The heat shock response involves a class of stress proteins called heat shock proteins. These can help defend a cell against damage by acting as chaperones in protein folding, ensuring that proteins assume their necessary shape and do not become denatured. This role is especially crucial since elevated temperature would, on its own, increase the concentrations of malformed proteins. Heat shock proteins can also participate in marking malformed proteins for degradation via ubiquitin tags.

== Response to toxins ==
Many toxins end up activating similar stress proteins to heat or other stress-induced pathways because it is fairly common for some types of toxins to achieve their effects - at least in part - by denaturing vital cellular proteins. For example, many heavy metals can react with sulfhydryl groups stabilizing proteins, resulting in conformational changes. Other toxins that either directly or indirectly lead to the release of free radicals can generate misfolded proteins.

== Effects on cancer ==
Cell stress can have both cancer-suppressing and cancer-promoting effects.

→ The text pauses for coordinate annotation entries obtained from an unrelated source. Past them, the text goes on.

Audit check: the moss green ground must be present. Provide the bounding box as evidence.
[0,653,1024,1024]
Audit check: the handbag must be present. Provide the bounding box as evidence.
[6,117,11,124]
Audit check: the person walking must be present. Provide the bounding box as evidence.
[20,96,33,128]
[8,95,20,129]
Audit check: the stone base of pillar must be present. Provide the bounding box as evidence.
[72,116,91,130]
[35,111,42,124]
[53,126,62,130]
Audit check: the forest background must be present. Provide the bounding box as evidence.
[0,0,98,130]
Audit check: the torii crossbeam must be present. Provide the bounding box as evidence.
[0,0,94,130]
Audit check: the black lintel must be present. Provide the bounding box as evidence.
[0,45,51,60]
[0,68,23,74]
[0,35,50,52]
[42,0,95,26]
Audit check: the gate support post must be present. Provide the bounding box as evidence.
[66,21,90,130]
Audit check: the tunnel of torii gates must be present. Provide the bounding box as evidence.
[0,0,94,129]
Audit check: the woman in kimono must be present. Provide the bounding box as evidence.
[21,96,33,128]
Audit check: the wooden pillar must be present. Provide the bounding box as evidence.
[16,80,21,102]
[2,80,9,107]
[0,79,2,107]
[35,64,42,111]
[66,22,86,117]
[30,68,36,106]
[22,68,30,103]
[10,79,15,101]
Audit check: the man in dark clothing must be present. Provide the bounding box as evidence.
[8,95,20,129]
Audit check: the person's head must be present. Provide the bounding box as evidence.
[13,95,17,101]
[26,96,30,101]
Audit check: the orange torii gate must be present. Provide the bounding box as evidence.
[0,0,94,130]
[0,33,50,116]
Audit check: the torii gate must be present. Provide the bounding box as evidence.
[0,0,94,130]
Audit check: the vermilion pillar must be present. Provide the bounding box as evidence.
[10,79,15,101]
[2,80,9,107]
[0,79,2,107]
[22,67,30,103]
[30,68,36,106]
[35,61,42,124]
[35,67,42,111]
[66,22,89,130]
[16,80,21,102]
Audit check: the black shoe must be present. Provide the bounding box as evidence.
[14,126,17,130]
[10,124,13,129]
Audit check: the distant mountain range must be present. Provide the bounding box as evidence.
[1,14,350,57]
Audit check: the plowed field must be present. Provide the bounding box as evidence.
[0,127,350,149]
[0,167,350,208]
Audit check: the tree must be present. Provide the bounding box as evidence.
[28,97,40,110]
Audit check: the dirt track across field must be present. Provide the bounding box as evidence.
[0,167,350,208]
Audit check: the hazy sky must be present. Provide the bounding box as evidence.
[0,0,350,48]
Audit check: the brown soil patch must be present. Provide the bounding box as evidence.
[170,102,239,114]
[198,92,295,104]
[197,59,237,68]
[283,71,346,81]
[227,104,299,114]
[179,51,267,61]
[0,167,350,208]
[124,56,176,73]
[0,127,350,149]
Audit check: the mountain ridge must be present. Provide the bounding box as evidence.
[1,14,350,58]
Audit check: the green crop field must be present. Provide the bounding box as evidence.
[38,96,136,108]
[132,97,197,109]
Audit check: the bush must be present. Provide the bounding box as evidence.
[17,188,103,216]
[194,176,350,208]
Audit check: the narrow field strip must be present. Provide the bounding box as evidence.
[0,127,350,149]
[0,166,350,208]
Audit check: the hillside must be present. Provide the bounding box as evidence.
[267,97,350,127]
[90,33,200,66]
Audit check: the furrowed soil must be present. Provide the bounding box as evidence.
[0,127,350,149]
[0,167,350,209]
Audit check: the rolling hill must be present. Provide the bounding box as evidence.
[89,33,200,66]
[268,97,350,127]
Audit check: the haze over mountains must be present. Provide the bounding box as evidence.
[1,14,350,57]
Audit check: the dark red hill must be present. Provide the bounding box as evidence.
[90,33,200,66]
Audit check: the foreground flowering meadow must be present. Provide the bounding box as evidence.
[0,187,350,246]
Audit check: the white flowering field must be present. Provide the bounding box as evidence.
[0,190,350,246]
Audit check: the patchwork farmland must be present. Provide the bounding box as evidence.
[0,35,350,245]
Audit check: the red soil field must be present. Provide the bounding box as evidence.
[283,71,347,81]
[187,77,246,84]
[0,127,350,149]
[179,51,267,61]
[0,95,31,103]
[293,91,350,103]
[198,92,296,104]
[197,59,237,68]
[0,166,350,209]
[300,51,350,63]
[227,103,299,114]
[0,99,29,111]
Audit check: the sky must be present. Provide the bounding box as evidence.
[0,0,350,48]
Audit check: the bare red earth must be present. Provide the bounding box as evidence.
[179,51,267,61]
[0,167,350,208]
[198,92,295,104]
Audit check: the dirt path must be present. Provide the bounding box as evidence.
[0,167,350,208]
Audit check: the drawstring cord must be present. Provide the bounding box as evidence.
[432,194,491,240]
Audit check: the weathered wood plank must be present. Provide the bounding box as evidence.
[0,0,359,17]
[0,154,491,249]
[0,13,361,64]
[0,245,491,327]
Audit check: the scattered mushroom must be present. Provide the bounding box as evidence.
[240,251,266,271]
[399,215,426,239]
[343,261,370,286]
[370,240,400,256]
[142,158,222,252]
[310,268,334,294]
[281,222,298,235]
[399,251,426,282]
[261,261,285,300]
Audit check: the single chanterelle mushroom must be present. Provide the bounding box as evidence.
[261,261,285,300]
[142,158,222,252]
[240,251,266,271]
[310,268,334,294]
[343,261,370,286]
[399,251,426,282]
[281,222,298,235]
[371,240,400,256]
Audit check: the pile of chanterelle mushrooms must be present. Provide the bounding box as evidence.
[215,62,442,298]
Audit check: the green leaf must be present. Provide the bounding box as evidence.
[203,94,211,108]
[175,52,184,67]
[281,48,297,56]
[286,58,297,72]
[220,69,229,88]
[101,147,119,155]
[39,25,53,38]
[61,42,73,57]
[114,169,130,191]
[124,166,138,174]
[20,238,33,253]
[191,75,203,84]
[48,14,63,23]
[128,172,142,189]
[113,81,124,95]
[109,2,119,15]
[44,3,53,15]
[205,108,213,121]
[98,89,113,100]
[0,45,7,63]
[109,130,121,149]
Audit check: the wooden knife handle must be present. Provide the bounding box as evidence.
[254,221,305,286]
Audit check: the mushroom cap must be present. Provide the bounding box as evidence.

Increased levels of oxidant stress may kill cancer cells. Different forms of cellular stress can cause protein misfolding and aggregation leading to proteotoxicity. Tumor microenvironment stress leads to canonical and noncanonical endoplasmic stress (ER) responses, which trigger autophagy and are engaged during proteotoxic challenges to clear unfolded or misfolded proteins and damaged organelles to mitigate stress.
There are links between unfolded protein responses (UPRs) and autophagy, oxidative stress, and inflammatory response signals in ER stress: aggregation of unfolded/misfolded proteins in the endoplasmic reticulum lumen causes the UPR to be activated. Chronic ER stress produces endogenous or exogenous damage to cells and activates UPR, which leads to impaired intracellular calcium and redox homeostasis. Cancer cells may become dependent on stress response mechanisms that involve lysosomal macromolecule degradation, or even autophagy that recycles entire organelles. However, tumor cells exhibit therapeutic stress resistance-associated secretory phenotype involving extracellular vesicles such as oncosomes and heat shock proteins. Cancer cells with aberrant regulatory modifications in the chromatin of certain genes respond with different kinetics to cell stress, triggering expression of genes that protect them from cytotoxic conditions, and also by activating expression of genes that influence surrounding tissue in a manner that facilitates tumor growth.

== Applications ==
Early research has suggested that cells which are better able to synthesize stress proteins and do so at the appropriate time are better able to withstand damage caused by ischemia and reperfusion. In addition, many stress proteins overlap with immune proteins. These similarities have medical applications in terms of studying the structure and functions of both immune proteins and stress proteins, as well as the role each plays in combating disease.